Today my tears fall like rain

and gush like rivers upon my face.

Today I feel sick to the stomach

I am blinded by a sense of loss.

This loss has no cause

but cause strife

this heartache knows no cause

but to cause misery in my life

This pain that fills my heart

knows no medicine, no relief,

except of that I can not reach.

Yesterday I felt misery at your misery

Today I feel misery at your happiness

Misery is a game that cannot be won

It’s a self-proclaimed damnation

A self-damning of the highest decree

to make yourself sad with out cause

or justification

I am not a warrior,

Today I am just a worrier.

I am not a survivor,

Today I am just the broken.

I am not happy,

Today I am just miserable.

Where do I find solace?

Sanctuary? My mind is a prison

That I am bound to, such

pains, I would rather see death

than to live out my days with this misery.

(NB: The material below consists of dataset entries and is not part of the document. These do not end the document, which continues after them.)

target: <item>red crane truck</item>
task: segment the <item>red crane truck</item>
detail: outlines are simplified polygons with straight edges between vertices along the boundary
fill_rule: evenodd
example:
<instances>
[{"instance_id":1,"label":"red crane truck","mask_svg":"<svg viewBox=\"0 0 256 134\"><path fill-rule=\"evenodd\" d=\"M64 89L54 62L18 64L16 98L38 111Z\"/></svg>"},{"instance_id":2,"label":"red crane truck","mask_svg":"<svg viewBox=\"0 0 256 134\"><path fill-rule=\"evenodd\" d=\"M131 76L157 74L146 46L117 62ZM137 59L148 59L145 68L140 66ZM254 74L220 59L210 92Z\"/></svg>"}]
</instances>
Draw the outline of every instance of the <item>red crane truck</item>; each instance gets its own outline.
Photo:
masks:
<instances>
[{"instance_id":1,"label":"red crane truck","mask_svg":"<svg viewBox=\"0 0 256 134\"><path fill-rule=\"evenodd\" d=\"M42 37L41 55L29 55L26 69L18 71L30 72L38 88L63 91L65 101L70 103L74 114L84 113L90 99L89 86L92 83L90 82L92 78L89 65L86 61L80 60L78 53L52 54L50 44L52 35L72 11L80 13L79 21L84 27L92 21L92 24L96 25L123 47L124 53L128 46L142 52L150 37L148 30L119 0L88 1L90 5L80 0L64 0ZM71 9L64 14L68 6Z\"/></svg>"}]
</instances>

Surely, there is a medicine for this illness

a medicine I am too cowardly to seek.

How does one alter a life long affliction as this?

How does one find a light in all this darkness?

How does one stop the heart from breaking?

These things have no cause, not purpose

they just are.

Today, I am not a warrior,

I am a worrier.

Today, I am not a survivor,

I am the weak.

Today I am not happy,

I am dying.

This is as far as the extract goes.